Posts Tagged ‘ccer’

The Owens analysis of the Canadian copyright consultations: what are the implications?

April 21st, 2010

Earlier this week, Richard Owens, the past chair of the board of directors of the University of Toronto Innovations Foundation, a member of the board and former Executive Director of the Centre for Innovation and Policy at the University of Toronto Faculty of Law, and an adjunct professor of copyright and technology law at the University of Toronto, published a critical analysis of last summer’s copyright consultation. In his paper, Noises Heard: Canada’s Recent Online Copyright Consultation Process: Teachings and Cautions, he concluded that the consultation “was systematically abused by a clandestine group of mod-chip distributors, foreign websites administrators and international BitTorrent users”.  His focus was on the form letter wizard made available by the Canadian Coalition for Electronic Rights (CCER), a group whose very businesses depends on the ability to make illegal copies of software and to circumvent technological measures.
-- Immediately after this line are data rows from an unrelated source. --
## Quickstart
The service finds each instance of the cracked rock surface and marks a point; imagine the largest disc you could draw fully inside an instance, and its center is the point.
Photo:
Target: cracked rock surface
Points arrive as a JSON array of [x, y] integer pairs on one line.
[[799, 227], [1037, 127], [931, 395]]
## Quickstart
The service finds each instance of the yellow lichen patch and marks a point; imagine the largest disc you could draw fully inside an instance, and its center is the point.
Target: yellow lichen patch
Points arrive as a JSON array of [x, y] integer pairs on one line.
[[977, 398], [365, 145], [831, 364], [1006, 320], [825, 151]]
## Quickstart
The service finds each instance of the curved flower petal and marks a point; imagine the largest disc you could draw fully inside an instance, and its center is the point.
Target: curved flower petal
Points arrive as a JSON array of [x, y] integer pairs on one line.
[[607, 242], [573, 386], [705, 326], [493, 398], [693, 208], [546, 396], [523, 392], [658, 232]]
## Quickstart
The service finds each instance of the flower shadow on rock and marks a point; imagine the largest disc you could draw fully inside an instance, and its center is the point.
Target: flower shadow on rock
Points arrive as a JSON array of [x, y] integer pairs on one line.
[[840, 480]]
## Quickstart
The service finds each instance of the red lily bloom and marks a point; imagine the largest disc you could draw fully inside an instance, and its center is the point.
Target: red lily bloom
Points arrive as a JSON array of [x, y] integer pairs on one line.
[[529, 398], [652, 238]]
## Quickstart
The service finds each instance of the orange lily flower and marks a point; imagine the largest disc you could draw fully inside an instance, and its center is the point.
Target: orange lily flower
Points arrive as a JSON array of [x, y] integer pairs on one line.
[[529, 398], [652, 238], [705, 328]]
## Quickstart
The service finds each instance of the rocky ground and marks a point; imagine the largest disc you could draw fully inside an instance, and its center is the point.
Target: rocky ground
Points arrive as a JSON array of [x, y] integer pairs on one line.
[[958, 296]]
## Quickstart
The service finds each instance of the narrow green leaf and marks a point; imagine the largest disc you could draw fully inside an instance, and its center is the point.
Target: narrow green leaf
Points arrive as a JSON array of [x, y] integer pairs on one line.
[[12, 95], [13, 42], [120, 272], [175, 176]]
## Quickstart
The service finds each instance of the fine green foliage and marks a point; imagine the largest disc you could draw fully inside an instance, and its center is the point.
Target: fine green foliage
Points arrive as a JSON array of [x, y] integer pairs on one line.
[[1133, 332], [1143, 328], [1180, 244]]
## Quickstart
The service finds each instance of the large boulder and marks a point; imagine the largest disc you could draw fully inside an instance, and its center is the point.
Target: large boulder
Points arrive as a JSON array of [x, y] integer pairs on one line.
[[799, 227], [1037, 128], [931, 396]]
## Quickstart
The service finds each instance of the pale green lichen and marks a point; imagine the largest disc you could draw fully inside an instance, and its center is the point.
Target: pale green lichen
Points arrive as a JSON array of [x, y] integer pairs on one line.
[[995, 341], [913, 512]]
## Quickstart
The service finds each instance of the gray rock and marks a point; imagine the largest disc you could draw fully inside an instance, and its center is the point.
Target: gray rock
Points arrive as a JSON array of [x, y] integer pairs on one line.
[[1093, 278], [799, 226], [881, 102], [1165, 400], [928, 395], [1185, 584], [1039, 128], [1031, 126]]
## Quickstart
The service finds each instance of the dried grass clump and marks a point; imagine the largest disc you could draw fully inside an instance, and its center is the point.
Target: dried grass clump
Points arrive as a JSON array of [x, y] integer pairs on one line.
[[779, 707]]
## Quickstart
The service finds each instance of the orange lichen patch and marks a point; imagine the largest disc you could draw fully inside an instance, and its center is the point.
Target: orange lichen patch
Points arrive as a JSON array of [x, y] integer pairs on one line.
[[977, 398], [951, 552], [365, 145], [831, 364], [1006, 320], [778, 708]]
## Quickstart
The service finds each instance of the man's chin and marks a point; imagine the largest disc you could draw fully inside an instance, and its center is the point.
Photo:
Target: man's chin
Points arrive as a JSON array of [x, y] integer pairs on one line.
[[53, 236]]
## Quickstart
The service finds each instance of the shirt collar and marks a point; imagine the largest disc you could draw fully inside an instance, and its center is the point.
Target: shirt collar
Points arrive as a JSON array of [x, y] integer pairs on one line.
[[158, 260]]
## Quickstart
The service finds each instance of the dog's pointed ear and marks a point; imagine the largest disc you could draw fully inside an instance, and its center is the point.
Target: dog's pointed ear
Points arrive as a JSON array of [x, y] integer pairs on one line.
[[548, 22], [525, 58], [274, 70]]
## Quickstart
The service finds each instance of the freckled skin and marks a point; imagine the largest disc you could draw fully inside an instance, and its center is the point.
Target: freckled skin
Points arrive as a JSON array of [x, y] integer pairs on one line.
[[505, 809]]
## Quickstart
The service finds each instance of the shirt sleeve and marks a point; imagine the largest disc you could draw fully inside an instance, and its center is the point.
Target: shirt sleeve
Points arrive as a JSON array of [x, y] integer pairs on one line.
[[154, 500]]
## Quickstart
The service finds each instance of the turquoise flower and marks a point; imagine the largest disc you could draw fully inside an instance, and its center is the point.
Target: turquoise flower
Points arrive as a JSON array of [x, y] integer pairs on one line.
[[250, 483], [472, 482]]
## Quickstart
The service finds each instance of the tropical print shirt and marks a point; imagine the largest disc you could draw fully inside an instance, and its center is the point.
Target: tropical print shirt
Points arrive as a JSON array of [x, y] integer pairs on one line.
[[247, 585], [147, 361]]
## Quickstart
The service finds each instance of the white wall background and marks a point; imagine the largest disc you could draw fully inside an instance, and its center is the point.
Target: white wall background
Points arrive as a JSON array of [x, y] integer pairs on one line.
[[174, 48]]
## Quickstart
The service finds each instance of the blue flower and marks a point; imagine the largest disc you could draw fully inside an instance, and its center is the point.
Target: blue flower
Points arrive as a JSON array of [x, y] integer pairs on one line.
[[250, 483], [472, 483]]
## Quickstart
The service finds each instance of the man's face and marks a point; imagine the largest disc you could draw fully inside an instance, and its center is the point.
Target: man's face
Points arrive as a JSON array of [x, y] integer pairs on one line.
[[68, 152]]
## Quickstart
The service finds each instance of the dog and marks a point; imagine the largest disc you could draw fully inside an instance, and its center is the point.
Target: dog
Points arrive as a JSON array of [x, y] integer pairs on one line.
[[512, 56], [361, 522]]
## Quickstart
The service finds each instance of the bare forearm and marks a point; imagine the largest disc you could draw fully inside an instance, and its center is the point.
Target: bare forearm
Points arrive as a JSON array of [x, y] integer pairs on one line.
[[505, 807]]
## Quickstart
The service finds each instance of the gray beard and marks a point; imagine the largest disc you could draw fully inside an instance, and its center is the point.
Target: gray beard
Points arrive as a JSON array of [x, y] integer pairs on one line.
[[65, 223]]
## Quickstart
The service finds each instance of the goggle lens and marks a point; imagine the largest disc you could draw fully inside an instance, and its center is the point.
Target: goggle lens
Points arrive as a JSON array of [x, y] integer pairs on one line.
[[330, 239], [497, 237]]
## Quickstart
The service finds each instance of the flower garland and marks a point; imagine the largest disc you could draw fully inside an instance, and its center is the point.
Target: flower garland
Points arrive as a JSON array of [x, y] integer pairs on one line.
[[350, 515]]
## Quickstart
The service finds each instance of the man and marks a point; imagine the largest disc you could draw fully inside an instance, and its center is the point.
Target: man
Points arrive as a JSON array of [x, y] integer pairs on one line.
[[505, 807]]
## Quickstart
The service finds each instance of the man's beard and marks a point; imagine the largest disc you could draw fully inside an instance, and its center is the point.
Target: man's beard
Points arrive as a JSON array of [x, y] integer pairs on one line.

100,000 Voters Who Don’t Exist

November 10th, 2009

Interesting blog by Chris Castle http://bit.ly/Rh0F5 that raises important questions about the Canadian Coalition for Electronic Rights’ (CCER) letter writing wizard and manipulation of the Copyright Consultations.

Castle describes CCER as “a mod chip makers trade association” “that allowed users to send a pre-fabricated letter to a predetermined but undisclosed list of ministers and Members of Parliament that supported a wide variety of anti-copyright—and especially anticircumvention—issues.”

He says: “The CCER letter writing wizard seems to be of very, very questionable provenance.” Castle states that “A little quick sampling of the posted letters suggests that a substantial number of them (perhaps over half) came from CCER.” (The number is much higher than that; by my estimate approx. 65%).